Theta Aur has a variable magnetic field that can be as much as a
thousand times or so stronger than Earth's. The magnetic field is
not aligned with the rotation axis, but wobbles with the 3.61-day
rotation period of the star. Slowly rotating dwarf stars (those
fusing hydrogen into helium in their cores) have quiet atmospheres
in which some chemical elements settle under the force of gravity,
whereas others are pushed upward as a result of the pressure of
radiation.
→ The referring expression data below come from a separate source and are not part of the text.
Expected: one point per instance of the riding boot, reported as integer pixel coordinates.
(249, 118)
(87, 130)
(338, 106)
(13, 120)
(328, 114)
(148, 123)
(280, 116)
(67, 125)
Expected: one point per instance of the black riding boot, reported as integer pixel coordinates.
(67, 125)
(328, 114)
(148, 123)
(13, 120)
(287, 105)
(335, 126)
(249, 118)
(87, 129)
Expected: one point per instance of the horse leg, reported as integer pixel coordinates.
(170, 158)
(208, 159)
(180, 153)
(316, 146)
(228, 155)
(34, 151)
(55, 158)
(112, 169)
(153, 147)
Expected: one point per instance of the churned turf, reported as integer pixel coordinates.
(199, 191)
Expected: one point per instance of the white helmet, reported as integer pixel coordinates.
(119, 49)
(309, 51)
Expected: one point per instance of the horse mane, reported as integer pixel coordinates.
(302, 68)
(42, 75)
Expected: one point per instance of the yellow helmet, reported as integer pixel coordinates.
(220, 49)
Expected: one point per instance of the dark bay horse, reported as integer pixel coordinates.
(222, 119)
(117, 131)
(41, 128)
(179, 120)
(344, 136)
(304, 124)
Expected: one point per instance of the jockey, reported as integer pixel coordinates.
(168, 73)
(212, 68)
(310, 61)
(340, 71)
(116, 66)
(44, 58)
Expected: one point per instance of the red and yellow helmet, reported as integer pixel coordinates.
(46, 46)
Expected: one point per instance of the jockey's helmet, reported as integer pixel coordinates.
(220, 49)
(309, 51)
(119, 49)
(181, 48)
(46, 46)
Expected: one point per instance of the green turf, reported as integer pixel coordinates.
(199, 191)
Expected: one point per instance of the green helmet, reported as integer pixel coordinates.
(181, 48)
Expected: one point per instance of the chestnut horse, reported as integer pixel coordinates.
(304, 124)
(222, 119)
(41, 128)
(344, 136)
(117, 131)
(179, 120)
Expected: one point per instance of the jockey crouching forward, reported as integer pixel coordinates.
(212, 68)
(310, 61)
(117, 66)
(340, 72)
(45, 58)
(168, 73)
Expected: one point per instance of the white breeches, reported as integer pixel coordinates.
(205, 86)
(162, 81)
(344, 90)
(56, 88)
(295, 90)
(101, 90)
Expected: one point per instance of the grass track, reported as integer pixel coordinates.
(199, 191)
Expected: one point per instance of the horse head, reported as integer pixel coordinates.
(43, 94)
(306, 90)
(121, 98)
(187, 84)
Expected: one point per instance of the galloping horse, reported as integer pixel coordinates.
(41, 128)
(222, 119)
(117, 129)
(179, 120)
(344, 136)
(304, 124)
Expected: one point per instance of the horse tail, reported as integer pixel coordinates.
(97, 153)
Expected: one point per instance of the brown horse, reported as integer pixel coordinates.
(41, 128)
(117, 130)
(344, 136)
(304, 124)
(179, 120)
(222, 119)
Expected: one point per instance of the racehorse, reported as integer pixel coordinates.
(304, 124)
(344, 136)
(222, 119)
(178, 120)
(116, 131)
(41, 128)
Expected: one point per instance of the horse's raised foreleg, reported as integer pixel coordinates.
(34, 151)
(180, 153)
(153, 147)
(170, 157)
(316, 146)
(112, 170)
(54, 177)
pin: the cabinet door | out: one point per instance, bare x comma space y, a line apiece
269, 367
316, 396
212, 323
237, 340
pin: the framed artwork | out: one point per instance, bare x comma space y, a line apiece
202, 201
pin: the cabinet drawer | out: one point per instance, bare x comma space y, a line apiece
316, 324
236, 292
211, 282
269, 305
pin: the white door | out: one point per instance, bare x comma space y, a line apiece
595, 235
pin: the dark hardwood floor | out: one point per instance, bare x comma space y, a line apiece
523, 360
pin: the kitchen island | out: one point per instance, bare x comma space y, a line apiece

Theta Aur is especially strong in the elements silicon,
which can be as much as 10 times more abundant than in the Sun, and
chromium, which can be up by 100, iron overabundant as well. The
odd overabundances of the elements are concentrated into patches
that involve the magnetic fields (which seem to help still the
stellar gases in stars that are still rather rapidly rotating) and
wobble in and out of sight. Theta Aur is blessed with a small
solar-class (G2 dwarf) companion that lies at least 185
Astronomical Units from Theta Aur proper (over 4 times Pluto's
distance from the Sun). Given a mass of 3.5 solar and a mass of
one solar for the companion, the two take at least 1200 years to
orbit. Both stars are too bright for their classes. The brighter
component has the luminosity of a somewhat advanced subgiant (a
star that has given up core hydrogen fusion or is about to do so).
The companion, however, seems similarly advanced, which is not
possible given the timescale of evolution for the brighter star.
Quite possibly the distance is overestimated.